Coroutine demo (§1–3)

go run . -coro poke  -n 3        # standard Gray code
go run . -coro bump  -n 3        # chain
go run . -coro nudge -n 4        # fence
$ go run . -coro bump -n 3
bump trolls — n=3  (chain: 0 <= a_1 <= … <= a_n <= 1)

000   initial state
001   bump{1,2,3} = true
011   bump{1,2,3} = true
111   bump{1,2} = true
111   bump{1} = false
---
...

The pattern column and the set of trolls each poke wakes match the tables on pages 5, 7, and 11 of the paper exactly.

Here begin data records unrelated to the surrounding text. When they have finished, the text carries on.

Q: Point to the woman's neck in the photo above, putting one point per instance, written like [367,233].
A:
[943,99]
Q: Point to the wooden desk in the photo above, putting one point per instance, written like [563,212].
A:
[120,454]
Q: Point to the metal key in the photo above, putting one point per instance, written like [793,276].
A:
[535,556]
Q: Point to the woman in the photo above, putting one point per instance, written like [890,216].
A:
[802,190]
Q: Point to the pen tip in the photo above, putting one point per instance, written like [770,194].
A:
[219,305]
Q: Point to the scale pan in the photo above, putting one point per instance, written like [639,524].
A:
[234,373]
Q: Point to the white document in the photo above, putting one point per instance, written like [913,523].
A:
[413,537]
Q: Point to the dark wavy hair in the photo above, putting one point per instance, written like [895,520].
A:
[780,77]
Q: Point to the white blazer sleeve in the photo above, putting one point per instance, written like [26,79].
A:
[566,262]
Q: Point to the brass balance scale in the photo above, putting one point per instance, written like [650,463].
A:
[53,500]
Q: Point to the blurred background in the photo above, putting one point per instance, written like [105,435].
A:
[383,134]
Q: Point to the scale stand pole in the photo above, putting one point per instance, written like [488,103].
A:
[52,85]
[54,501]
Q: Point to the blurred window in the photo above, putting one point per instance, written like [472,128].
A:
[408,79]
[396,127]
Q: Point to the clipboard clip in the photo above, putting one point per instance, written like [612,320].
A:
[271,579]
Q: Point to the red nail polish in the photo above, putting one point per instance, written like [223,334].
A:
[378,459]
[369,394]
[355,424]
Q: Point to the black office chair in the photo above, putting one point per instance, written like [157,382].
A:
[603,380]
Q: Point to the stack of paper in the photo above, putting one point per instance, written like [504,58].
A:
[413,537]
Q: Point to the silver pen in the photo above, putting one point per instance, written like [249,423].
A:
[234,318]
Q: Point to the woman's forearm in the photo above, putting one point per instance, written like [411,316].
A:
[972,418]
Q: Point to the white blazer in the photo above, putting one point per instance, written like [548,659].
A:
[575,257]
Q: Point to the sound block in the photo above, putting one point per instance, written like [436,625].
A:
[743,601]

Active-list / loopless demo (§8, §13–29)

go run . -coro active   -spider example     # the 9-vertex example of §4 (60 ideals)
go run . -coro loopless -spider example     # same, via the loopless generator
go run . -coro active   -spider chain -n 5
go run . -coro active   -spider '....++-.+' # any spider as a Polish string
$ go run . -coro active -spider example
active list — spider=example  (60 ideals, generated in Gray order)

000001100   1235679
000001101   1235679     ← asleep nodes are underlined in the terminal
000001001   1235679
...
011011100   124679      ← the P1 → Q1 transition (48th pattern)
111011100   14789          positive children 2,6 replaced by negative child 8
...
111111100   14789       ← final state

This trace reproduces the example on page 21 of the paper character for character.

What is verified

  • poke/bump/nudge — one bit per step, every valid pattern exactly once, and bit-for-bit agreement with the paper's example tables (-race clean).
  • spider — the example spider's U_1={2,6,9}, V_1={4,7,8}, scope, counts n_k (total 60), and the §6 launch table (α/τ/ω) all match pages 12, 16, and 18; counts cross-checked with a brute-force enumerator.
  • active — exact output match with poke/bump/nudge on NoArcs/Chain/Fence, a complete Gray code agreeing with AllIdeals on arbitrary mixed spiders, and the page-21 trace.
  • loopless — matches active pattern for pattern on every spider (named, Polish, and 500 random), after correcting the SPIDERS umaxscope/vmaxscope bug; the fix is verified exhaustively over all spiders with ≤ 8 vertices.

Possible next steps

  • §13–29 loopless $O(1)$/step — the loopless package (focus pointers + lazy fixups), with the SPIDERS umaxscope/vmaxscope bug fixed; matches active.
  • general gen coroutines (§5) — a goroutine version unifying poke/bump/nudge via the maxu/maxv/prev tables.
  • TUI visualization — animate the spider and the active list live.

References

  • D. E. Knuth and F. Ruskey, Efficient Coroutine Generation of Constrained Gray Sequences. In From Object-Orientation to Formal Methods: Essays in Memory of Ole-Johan Dahl, LNCS 2635 (2004), 183–204.
  • Y. Koda and F. Ruskey, A Gray code for the ideals of a forest poset, Journal of Algorithms 15 (1993), 324–340.
  • D. E. Knuth, The Art of Computer Programming, Vol. 4, §7.2.1.1 (Generating all $n$-tuples).